Obama Administration to Award 12,000 Prison Inmates Pell Grants to Use on College Tuition

Impact

As many as 12,000 prison inmates will receive the gift of a second chance next month, in the form of Pell grants to be used on college tuition.

The Obama Administration's Second Chance Pell Pilot program, worth a total of $30 million, will be distributed in installments of $5,815 per person to inmates at 141 state and federal correctional facilities.

Once they are determined eligible to receive the grants, approved inmates five years or less away from release will be able to use them to work towards associate or bachelor's degrees at a pre-approved list of 67 colleges and universities while incarcerated.

Inmates will be able to use the money to pay the costly fees, tuition and book prices that come attached to the price tag of a college education.

Elaine Thompson/AP

The Pell grant pilot program reverses a mandate in President Bill Clinton's 1994 crime bill that prohibited inmates from receiving financial aid resources such as Pell grants. Critics of that bill argue that educating inmates helps to reduce the rate of recidivism.

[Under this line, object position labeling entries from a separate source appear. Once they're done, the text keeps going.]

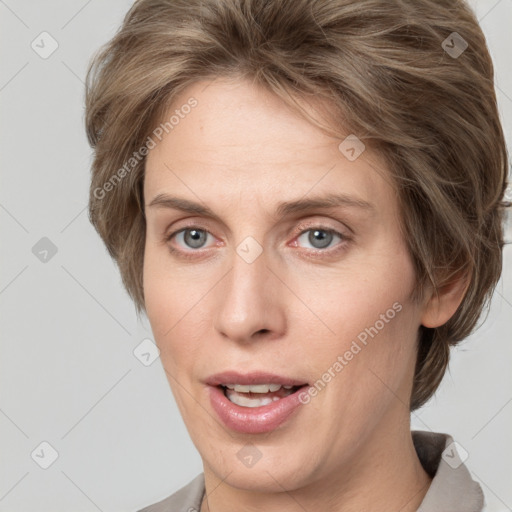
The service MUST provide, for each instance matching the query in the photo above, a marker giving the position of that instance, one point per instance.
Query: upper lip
(255, 377)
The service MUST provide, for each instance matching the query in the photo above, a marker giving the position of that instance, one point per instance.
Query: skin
(292, 311)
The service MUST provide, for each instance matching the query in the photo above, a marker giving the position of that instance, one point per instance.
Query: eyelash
(312, 253)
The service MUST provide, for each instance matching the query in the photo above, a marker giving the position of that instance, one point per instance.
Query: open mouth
(257, 395)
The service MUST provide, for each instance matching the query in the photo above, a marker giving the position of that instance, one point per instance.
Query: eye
(319, 237)
(192, 238)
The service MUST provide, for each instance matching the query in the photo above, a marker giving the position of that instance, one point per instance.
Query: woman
(306, 199)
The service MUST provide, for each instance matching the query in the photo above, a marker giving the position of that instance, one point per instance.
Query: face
(246, 270)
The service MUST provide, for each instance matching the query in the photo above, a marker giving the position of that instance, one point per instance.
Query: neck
(384, 475)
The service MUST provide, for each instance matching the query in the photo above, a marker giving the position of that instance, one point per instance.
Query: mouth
(256, 403)
(257, 395)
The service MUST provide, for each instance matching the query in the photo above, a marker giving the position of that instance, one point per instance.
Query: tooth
(256, 388)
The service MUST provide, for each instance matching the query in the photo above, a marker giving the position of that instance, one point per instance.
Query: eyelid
(300, 229)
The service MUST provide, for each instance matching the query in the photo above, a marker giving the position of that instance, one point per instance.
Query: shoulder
(452, 488)
(187, 498)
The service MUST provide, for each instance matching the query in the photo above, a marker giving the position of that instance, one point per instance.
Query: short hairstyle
(393, 72)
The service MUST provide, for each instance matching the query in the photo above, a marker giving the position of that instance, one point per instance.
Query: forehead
(241, 140)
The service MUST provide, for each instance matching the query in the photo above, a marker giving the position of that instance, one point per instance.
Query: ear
(440, 307)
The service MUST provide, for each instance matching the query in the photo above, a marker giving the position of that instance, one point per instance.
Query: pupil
(323, 238)
(195, 238)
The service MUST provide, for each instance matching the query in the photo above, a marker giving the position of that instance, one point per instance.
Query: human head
(381, 68)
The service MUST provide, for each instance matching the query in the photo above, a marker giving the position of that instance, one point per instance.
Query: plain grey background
(69, 375)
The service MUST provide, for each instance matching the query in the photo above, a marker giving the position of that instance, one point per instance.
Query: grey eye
(194, 238)
(319, 238)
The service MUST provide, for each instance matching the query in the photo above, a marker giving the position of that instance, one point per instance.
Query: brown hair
(394, 74)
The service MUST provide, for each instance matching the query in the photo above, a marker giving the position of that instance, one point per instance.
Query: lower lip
(254, 420)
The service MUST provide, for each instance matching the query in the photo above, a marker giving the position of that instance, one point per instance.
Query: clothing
(452, 489)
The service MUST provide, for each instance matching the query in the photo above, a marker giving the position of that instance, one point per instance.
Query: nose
(250, 302)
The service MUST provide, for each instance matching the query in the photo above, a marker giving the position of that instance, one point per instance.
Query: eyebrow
(327, 201)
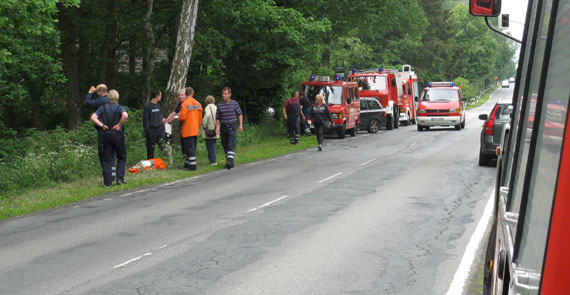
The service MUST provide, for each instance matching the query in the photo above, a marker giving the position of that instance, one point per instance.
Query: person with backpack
(109, 120)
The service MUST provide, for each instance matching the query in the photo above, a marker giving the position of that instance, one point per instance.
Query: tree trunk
(107, 69)
(149, 59)
(69, 53)
(183, 52)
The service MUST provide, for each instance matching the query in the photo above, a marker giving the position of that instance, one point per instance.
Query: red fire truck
(528, 247)
(341, 98)
(384, 85)
(410, 90)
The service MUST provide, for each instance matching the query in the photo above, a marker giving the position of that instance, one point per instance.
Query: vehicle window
(398, 85)
(528, 121)
(371, 82)
(553, 119)
(332, 94)
(434, 94)
(519, 97)
(373, 104)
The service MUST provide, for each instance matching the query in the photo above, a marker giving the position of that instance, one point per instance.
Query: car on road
(441, 104)
(491, 130)
(372, 115)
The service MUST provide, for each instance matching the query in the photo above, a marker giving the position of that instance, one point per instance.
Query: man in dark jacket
(152, 124)
(109, 119)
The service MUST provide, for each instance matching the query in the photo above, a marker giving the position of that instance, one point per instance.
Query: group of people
(297, 110)
(220, 121)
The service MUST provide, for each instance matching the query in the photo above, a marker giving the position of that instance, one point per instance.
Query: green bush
(43, 158)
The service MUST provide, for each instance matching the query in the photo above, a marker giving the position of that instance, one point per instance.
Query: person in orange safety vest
(190, 118)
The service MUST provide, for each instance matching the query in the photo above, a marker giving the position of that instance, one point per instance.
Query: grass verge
(92, 187)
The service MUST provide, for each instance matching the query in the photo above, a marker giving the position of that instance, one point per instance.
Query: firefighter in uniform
(190, 118)
(109, 120)
(227, 116)
(152, 123)
(292, 113)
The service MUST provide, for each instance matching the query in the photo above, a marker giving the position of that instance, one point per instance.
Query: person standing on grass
(305, 108)
(321, 116)
(152, 124)
(109, 119)
(227, 117)
(292, 113)
(209, 123)
(190, 118)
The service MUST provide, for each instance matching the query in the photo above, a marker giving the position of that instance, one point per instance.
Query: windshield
(332, 94)
(433, 94)
(371, 82)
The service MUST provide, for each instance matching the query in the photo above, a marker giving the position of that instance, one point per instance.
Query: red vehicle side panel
(556, 270)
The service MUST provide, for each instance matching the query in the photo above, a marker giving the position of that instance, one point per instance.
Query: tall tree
(183, 51)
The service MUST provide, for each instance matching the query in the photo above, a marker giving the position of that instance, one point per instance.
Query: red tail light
(489, 124)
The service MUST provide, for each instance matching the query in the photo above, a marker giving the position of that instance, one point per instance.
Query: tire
(373, 126)
(484, 159)
(341, 132)
(390, 122)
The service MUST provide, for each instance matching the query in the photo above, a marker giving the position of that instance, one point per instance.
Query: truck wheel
(397, 119)
(484, 159)
(373, 126)
(341, 132)
(390, 122)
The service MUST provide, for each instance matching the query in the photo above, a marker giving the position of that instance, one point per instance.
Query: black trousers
(154, 135)
(320, 131)
(228, 139)
(293, 128)
(189, 151)
(111, 143)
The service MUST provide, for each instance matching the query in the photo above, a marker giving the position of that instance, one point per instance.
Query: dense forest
(52, 51)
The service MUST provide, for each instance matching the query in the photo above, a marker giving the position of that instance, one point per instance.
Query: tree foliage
(52, 51)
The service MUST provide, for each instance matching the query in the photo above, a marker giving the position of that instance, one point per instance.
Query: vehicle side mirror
(485, 7)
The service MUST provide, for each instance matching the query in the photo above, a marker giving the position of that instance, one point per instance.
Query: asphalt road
(385, 213)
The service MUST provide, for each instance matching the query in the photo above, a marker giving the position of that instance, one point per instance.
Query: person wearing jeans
(209, 123)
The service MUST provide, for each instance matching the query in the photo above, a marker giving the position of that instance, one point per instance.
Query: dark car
(491, 131)
(372, 114)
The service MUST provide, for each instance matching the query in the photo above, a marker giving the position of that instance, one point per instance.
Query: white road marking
(132, 260)
(367, 162)
(462, 272)
(267, 204)
(330, 177)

Though that 1994 ban remains in place today, Obama administration officials have pushed forward with the creation of pilot programs like Second Chance, which constitutes less than 0.1% of the Pell program's overall $30 billion budget for non-incarcerated recipients.

"We all agree that crime must have consequences, but the men and women who have done their time and paid their debt deserve the opportunity to break with the past and forge new lives in their homes, workplaces ad communities," Education Secretary John B. King Jr. said on a call with reporters on Thursday, according to the Washington Post

"This belief in second chances is fundamental to who we are as Americans."